When visiting a new city for the first time, I often pay a lot of attention to the graffiti. Good graffiti (by which I mean graffiti with artistic merit, not just tags sprayed on a wall in a slapdash manner) is often a sign that a city harbors a vibrant youth culture. From the little that I saw, Montréal seems to have more graffiti–both in terms of quantity and quality–than most other North American cities. To me, this signals that Montréal’s residents are involved in a dialog with their city and feel empowered to ‘talk back’ to the urban spaces that they inhabit.
Though you probably can’t read it given the small size of this photo, the text above the purple panther head reads “WE DON’T PLAY GUITARS”. I thought that was a nice bit of foreshadowing, given the nature of some of the bands that I would see over the course of the next two days.
When I stopped to observe a street artist painting the awning of a restaurant, he immediately struck up a conversation with me and even invited me to have some frites with him at a local pub after his work was done. I wish I could have obliged but I had to hurry back in time for the day’s first showcase. Based on my experiences there, I would say that this sort of friendliness is to be expected in Montréal.

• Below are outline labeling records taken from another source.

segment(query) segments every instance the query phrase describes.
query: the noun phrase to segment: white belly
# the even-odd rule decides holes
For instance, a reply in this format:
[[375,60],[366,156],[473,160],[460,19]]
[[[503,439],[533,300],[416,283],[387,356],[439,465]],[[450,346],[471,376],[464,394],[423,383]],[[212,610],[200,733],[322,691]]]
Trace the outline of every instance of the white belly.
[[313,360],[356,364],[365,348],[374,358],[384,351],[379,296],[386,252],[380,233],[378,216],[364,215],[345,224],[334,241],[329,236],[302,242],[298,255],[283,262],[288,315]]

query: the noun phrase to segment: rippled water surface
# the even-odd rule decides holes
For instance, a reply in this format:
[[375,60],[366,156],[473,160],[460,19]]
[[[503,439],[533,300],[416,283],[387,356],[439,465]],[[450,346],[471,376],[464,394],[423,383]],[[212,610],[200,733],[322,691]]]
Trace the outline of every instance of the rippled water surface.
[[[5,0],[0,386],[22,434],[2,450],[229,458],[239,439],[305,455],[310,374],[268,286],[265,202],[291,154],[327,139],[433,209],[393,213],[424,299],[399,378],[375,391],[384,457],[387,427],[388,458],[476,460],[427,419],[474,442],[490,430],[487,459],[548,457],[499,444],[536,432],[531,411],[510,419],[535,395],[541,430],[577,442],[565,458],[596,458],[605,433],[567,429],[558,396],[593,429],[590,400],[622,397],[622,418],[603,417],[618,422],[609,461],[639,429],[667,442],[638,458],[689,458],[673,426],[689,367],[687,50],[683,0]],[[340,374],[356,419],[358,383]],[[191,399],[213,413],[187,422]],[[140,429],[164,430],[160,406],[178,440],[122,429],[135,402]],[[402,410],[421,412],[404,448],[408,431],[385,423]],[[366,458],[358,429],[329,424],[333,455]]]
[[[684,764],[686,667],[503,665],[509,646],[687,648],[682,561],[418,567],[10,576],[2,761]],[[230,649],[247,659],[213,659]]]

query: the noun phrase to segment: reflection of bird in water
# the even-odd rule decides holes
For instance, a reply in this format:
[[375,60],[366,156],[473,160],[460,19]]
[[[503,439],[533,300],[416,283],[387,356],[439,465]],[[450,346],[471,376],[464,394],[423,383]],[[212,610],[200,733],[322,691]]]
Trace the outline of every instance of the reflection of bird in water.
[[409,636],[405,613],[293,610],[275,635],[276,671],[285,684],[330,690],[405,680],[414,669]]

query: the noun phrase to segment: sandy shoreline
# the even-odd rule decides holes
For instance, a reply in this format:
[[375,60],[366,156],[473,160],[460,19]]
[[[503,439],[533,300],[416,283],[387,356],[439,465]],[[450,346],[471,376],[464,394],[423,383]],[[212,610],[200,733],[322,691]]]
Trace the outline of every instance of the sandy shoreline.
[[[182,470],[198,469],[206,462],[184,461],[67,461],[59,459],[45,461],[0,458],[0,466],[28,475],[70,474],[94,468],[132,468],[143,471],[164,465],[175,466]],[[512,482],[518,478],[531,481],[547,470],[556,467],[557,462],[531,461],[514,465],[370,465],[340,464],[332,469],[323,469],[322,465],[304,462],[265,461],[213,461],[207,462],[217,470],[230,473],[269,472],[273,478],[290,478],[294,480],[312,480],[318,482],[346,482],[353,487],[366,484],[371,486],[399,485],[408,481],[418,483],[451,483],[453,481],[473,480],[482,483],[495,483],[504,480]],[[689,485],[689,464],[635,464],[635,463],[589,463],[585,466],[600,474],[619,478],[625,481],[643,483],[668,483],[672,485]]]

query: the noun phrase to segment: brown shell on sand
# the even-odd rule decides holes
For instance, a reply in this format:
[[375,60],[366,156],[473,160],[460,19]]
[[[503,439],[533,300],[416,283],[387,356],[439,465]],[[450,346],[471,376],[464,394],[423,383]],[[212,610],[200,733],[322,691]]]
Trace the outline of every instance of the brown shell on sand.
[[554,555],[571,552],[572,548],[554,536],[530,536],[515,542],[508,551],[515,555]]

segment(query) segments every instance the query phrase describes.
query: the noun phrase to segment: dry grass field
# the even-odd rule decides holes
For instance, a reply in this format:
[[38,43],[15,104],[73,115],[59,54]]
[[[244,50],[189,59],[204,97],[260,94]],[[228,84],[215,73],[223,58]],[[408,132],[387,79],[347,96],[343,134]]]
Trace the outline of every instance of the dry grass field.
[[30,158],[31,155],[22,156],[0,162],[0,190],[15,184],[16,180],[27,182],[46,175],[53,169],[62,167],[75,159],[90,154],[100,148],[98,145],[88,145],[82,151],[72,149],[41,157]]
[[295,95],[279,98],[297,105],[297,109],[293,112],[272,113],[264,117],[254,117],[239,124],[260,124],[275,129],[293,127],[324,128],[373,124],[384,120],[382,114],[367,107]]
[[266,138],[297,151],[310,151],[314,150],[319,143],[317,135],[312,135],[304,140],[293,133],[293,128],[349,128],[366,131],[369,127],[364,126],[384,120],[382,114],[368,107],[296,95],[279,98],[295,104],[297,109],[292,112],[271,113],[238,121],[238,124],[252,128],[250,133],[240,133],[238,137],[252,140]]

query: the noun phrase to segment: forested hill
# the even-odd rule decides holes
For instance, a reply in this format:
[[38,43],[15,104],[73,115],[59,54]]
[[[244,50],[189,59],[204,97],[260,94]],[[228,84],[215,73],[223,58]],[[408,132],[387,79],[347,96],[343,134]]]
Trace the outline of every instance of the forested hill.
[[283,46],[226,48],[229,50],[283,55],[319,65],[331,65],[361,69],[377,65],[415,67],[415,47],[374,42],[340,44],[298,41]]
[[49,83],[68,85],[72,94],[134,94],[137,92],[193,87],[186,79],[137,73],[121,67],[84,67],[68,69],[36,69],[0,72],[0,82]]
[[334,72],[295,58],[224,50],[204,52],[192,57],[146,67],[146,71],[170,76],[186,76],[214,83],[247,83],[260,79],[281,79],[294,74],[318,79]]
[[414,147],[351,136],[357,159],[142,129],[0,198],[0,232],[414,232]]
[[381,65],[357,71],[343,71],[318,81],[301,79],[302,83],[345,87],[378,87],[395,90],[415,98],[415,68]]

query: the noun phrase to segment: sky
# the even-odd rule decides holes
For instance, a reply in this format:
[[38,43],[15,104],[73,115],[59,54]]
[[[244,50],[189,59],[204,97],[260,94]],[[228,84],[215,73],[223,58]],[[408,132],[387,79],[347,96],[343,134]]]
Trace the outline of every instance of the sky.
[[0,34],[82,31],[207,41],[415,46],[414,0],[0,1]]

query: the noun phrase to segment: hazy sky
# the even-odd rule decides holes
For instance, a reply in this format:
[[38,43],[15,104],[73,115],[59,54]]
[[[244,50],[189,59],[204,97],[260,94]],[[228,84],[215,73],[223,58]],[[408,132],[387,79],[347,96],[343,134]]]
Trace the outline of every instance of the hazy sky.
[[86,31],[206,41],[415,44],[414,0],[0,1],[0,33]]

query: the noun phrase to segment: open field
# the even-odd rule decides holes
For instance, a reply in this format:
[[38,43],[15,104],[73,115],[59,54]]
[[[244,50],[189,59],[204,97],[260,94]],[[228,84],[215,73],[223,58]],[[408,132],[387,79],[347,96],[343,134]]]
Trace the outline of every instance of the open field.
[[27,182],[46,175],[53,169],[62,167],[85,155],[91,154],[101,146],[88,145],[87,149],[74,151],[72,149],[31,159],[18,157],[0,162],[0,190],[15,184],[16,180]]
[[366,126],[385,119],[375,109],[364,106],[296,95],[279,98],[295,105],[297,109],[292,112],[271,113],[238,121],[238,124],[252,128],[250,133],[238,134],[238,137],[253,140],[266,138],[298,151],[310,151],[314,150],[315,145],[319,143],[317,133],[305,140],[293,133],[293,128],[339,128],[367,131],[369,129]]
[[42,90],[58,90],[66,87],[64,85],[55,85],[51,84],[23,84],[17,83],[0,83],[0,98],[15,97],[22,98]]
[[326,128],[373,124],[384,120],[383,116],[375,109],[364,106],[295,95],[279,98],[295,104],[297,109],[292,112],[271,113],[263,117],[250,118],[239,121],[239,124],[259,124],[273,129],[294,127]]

Heading down to the three-story Bar St. Sulpice for the showcase, I was treated to a classically wintry urban vista. The trees along rue Saint Denis were strung with blue lights and the street sloped downward as I headed East, seemingly leading to the front door of a small church.
Here we see M For Montréal founder and artistic director Sébastien Nasra kicking off the night with a toast to all parties involved.
Friendship was the first band to play the unofficial mini-showcase at Bar St. Sulpice. An overly dramatic, chamber-pop four-piece, their singer’s lyrics and delivery reminded me a bit too much of the Dashboard Confessional school of emo-pop.
Emilie Clepper, on the other hand, was hands down one of my favorite performers of the festival. Apparently, she split her time between Austin, Texas and Montréal growing up and it shows. She plays endearingly quirky country-rock ballads that ably walk the line between sad and sweet. Her nasally vocal delivery recalls Joanna Newsom and while occasionally grating, her vocals largely compliment her songs quite well.